Вести извне проникали в лагерь самыми разнообразными путями. Заключенные были довольно хорошо осведомлены о многих событиях и даже узнавали кое-что о родных. Так, Анна Селис еще осенью 1943 года узнала, что Имант находится у партизан.

«Крепись, сынок, — мысленно подбадривала она его. — Теперь тебе одному за всю семью приходится бороться. Узнаю ли я тебя, если нам суждено еще свидеться? Наверное, перерос свою мать на целую голову, милый мой мальчик. А мать твоя совсем высохла и старенькая стала — безо времени состарилась. Не узнаешь ты ее, Имант…»

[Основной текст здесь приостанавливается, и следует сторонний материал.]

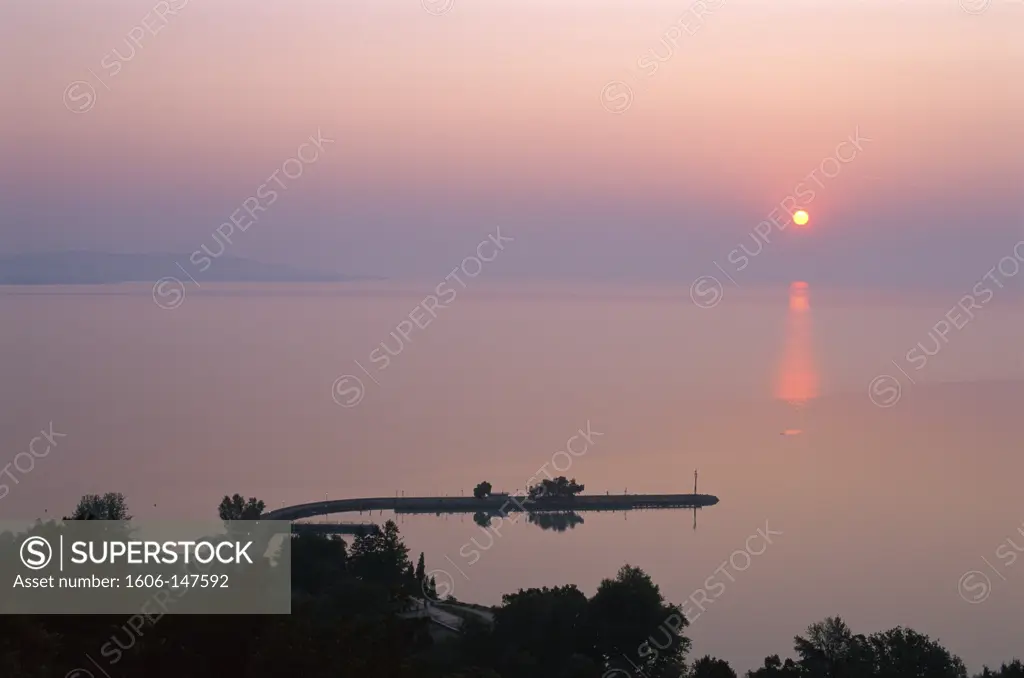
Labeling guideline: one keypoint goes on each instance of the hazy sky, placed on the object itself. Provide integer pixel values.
(475, 115)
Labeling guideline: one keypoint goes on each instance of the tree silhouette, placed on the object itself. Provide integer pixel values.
(237, 508)
(710, 667)
(482, 491)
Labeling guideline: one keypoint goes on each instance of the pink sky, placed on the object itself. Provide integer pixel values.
(495, 112)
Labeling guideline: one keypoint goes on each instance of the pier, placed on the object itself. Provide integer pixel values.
(495, 504)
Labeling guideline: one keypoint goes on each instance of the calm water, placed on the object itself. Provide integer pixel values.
(882, 510)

И она и другие заключенные знали о приближении Красной Армии. Но вместе с радостью в сердцах росла и тревога: дадут ли дождаться?

Ночью все думали только об одном: что принесет завтра? Но наступало утро, и ничего не случалось. Может быть, еще не прибыли вагоны? Может быть, в лесу, еще не вырыт большой ров? Никто ничего не говорил.

Прошло еще несколько дней. Однажды вечером всех женщин выгнали из барака. Матерей оттаскивали от детей и выталкивали во двор. Надрывающие сердце крики и плач слышны были далеко за пределами лагеря, они не давали спать администрации. Краузе долго ворочался в постели, но, наконец, не выдержал и вызвал своего помощника Видуша.

— Заткните рты этим потаскухам! Что они мычат, как коровы!

— Это у которых отнимают детей, — объяснил Видуш. — Плачут дети, орут матери. Силой здесь ничего не поделаешь. Когда у женщины отнимают ребенка, она ничего не боится.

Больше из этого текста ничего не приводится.